Thursday, 25 October 2012

Final Treatise

After two rounds of revision, I finally handed in the treatise, which is the biggest assessment for this project, on Wednesday.

The main body consists of 6 chapters -- the Introduction, Literature Review, Design, Analysis, Discussion and Conclusion. It also uses some graphs and tables to help illustrate the problem. The treatise shows what I have done and what I have learnt through the whole project from March to October.

Now, I will start to prepare the presentation on November 12th or 13th.

Friday, 12 October 2012

Draft Treatise

This week, I have been working on the draft version of the treatise, and submitted the soft copy online this afternoon.

Although I got several separated documents which I edited during the process, it still took me a great efforts to write the treatise. Despite of the compulsory description of experiment design, implementation and analysis, I would like to focus on the learning process and trade-off decisions I made during the whole project. Thanks to all the documentations, notes and online blogs, it was not too hard to recall all details in each phase.

Up to now, the draft treatise includes the introduction, literature review, experiment design, implementation work and part of the analysis. Next week, I will continue to work on the draft and want to finish the main body before Thursday evening.

Friday, 5 October 2012

Data Analysis 2.2

This week I finished the further analysis of symmetry of m by adjusting the height of the line, to move it up and down a bit. I also test the feature on external dataset as well. The result is similar to what I got from the middle line.

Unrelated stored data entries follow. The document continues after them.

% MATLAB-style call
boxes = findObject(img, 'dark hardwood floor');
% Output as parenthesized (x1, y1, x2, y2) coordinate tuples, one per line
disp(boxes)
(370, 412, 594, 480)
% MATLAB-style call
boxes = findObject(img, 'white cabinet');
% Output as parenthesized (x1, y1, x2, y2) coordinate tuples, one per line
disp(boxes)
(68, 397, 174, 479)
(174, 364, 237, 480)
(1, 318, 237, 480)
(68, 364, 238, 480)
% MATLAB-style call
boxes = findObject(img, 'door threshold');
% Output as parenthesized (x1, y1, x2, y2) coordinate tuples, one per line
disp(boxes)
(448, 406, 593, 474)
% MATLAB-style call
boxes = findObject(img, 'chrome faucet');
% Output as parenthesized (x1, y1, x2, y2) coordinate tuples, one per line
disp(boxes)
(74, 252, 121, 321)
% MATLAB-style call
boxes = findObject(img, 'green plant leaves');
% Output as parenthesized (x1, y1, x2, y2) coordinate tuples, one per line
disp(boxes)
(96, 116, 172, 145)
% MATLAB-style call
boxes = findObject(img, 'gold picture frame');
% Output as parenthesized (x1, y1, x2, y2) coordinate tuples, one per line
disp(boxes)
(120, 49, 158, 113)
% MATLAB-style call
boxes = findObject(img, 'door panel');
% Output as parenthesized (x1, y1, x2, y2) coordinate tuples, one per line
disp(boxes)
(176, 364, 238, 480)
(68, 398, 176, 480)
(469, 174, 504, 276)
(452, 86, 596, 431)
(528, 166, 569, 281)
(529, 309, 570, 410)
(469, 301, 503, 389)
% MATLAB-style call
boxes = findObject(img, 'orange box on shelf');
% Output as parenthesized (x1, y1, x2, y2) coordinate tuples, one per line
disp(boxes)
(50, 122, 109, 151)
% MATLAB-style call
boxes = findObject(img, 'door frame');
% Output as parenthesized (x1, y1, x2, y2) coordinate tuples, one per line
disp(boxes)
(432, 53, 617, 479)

Then I organised the results and start to edit the draft treatise. I discussed with the supervisor about the outline, and got a clear idea of what to write in each part.

Friday, 28 September 2012

Data analysis 2.1

This week, I finished the first letter specific feature's analysis -- symmetry for letter m.
I took these steps to extract the feature

Step 1: scan the file, and if the gesture is m, find the bounding box and compute the middle line function y = b
Step 2: pass the b value (from step 1) and the corresponding list of points to find all crossing points, and store them in another list - cross point list. If two adjacent points Point 1 and Point 2 are on different sides of the line y = b, I consider the second point as a crossing point.
Step 3: filter some of the gestures according to the number of crossing points.
            Only 1 crossing point: maybe a gesture that was not logged properly
Too many crossing points (e.g. 12 crossing points in Gesture 31 from Subject 10): the subject wrote two m…
Step 4: compute length of segments, and check which is on the left and which is on the right.
Step 5: get the ratio between two segments. Here, I use right_segment_length / left_segment_length, and compute average value for each level

The result shows that there are only significant differences in limited conditions. I think this is a potential feature, but still need adjustment to investigate in more details.

Friday, 21 September 2012

Data Analysis 1.3

I finished statistical tests for basic features like dimensions of bounding box, pen pressure and length of the gesture. I mainly use statistical methods including t-test and ANOVA. The results are not as good as expected, but I still found something. For example, the gesture length in the session 1. However, how to combine my result with external dataset and gave a generalised explanation is not easy to do.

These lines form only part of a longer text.